The Vigilante Thriller
Author: Cary Edwards
Publisher: Bloomsbury Publishing USA
ISBN: 1501364103
Category : Performing Arts
Languages : en
Pages : 256
Book Description
This is a detailed examination of vigilantism in 1970s American film, from its humble niche beginnings as a response to relaxing censorship laws to its growth into a unique subgenre of its own. Cary Edwards explores the contextual factors leading to this new cycle of films ranging from Joe (1970) and The French Connection (1971) to Dirty Harry (1971) and Taxi Driver (1976), all of which have been challenged by contemporary critics for their gratuitous, copycat-inspiring violence. Yet close analysis of these films reveals a recurring focus on the emerging moral panic of the 1970s, a problematisation of Law and Order's role in contemporary society, and an increasing awareness of the impossibility of American myths of identity.
Publisher: Bloomsbury Publishing USA
ISBN: 1501364103
Category : Performing Arts
Languages : en
Pages : 256
Book Description
This is a detailed examination of vigilantism in 1970s American film, from its humble niche beginnings as a response to relaxing censorship laws to its growth into a unique subgenre of its own. Cary Edwards explores the contextual factors leading to this new cycle of films ranging from Joe (1970) and The French Connection (1971) to Dirty Harry (1971) and Taxi Driver (1976), all of which have been challenged by contemporary critics for their gratuitous, copycat-inspiring violence. Yet close analysis of these films reveals a recurring focus on the emerging moral panic of the 1970s, a problematisation of Law and Order's role in contemporary society, and an increasing awareness of the impossibility of American myths of identity.
Classical Film Violence
Author: Stephen Prince
Publisher: Rutgers University Press
ISBN: 9780813532813
Category : Performing Arts
Languages : en
Pages : 350
Book Description
Examines the interplay between the aesthetics and the censorship of violence in classic Hollywood films from 1930 to 1968, the era of the Production Code, when filmmakers were required to have their scripts approved before they could start production. A stylistic history of American screen violence that is grounded in industry documentation. [back cover].

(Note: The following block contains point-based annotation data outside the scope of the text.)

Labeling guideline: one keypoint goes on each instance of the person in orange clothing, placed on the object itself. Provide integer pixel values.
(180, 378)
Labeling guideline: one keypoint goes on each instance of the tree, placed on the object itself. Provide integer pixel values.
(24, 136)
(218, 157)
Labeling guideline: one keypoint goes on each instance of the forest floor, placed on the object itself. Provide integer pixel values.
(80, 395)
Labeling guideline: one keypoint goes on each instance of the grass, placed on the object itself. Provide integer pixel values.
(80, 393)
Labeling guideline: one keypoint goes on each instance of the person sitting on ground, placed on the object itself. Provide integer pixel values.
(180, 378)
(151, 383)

Publisher: Rutgers University Press
ISBN: 9780813532813
Category : Performing Arts
Languages : en
Pages : 350
Book Description
Examines the interplay between the aesthetics and the censorship of violence in classic Hollywood films from 1930 to 1968, the era of the Production Code, when filmmakers were required to have their scripts approved before they could start production. A stylistic history of American screen violence that is grounded in industry documentation. [back cover].
Hollywood's America
Author: Steven Mintz
Publisher: John Wiley & Sons
ISBN: 1405190035
Category : History
Languages : en
Pages : 417
Book Description
Fully revised, updated, and extended, this compilation of interpretive essays and primary documents teaches students to read films as cultural artifacts within the contexts of actual past events. A new edition of this classic textbook, which ties movies into the broader narrative of US and film history Ten new articles which consider recently released films, as well as issues of gender and ethnicity Well-organized within a chronological framework with thematic treatments to provide a valuable resource for students of the history of American film Fourth edition includes completely new images throughout
Publisher: John Wiley & Sons
ISBN: 1405190035
Category : History
Languages : en
Pages : 417
Book Description
Fully revised, updated, and extended, this compilation of interpretive essays and primary documents teaches students to read films as cultural artifacts within the contexts of actual past events. A new edition of this classic textbook, which ties movies into the broader narrative of US and film history Ten new articles which consider recently released films, as well as issues of gender and ethnicity Well-organized within a chronological framework with thematic treatments to provide a valuable resource for students of the history of American film Fourth edition includes completely new images throughout
New Hollywood and Countercultural Whiteness
Author: Till Kadritzke
Publisher: Walter de Gruyter GmbH & Co KG
ISBN: 3111436667
Category : Performing Arts
Languages : en
Pages : 262
Book Description
In the late 1960s, the white counterculture enters the screens with Bonnie and Clyde and Easy Rider; in 1976, a backlash seems to have taken place with white male protagonists such as Travis Bickle, Howard Beale, and Rocky Balboa being surrounded by non-white and female others. But these films cannot be neatly identified as left-wing or right-wing, liberal or conservative; in their politics of affect, they rather express important affinities. This study proposes the New Hollywood as an entry point into a cultural history of the postwar era sensitive to the intersections of affect, race, and gender. Following a narrative that spreads from the immediate postwar years to the 1970s, the study examines how New Hollywood films were part of a discursive and affective reconfiguration of white masculinity: the emergence of a subject position of countercultural whiteness and its affective style of expressivity. Examining affective affinities between films of the era complicates the narrative of polarization that shapes commentary on the history of American politics, emphasizing instead the shared racialized and gendered politics of the white counterculture and those reactionary forces that allegedly lashed back against it.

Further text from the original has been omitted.